We invite proposals from practitioners who want to have real conversations about security: security analysts, engineers, and administrators, developers, testers, results-focused QA researchers of all kinds, chief security officers, leaders in risk and audit, and security data scientists. If you’re on the front lines of defense with stories of great success and worthy failure, especially if they provide clear ideas for what to do next, let us hear from you. And while people need a sense of what’s possible, bring concrete technical solutions above all else.

Security in context: Data, research methods, and the sciencification of security
Security in general has a mindset that the problems being faced are unique and in some ways they are, but analyzing large sets of complex data is the bread and butter of data scientists. How can practitioners leverage the methods of data science, from collection through analysis, to make improvements to security and operations?
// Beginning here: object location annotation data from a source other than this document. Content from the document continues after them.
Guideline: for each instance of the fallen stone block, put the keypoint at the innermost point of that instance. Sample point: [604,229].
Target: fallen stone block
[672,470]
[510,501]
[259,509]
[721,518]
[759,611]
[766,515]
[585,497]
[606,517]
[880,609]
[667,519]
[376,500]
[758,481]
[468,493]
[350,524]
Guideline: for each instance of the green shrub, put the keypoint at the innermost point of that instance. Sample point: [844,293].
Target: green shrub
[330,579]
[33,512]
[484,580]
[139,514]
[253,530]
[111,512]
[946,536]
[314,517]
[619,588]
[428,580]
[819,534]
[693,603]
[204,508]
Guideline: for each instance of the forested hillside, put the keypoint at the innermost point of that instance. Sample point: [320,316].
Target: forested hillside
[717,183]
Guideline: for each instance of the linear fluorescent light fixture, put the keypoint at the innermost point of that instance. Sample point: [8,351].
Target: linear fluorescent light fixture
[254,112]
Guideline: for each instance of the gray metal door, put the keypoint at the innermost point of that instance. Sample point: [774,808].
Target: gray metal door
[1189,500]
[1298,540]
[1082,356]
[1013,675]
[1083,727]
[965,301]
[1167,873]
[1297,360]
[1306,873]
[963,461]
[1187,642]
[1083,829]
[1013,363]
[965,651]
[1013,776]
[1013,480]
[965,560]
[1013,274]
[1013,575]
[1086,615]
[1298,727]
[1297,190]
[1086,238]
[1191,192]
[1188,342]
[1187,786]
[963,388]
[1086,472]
How can data be used to make good, actionable decisions, particularly when much of the existing data is from vendor reports?

WWDSD: What would data scientists do if security was their problem?
How to work with, or around, threat intel
The right data to collect: What’s the role of external, easily available data sources in an internal security program?
How are security exposures, issues, performance, and investments measured?
What is the role of user-level data in a security program?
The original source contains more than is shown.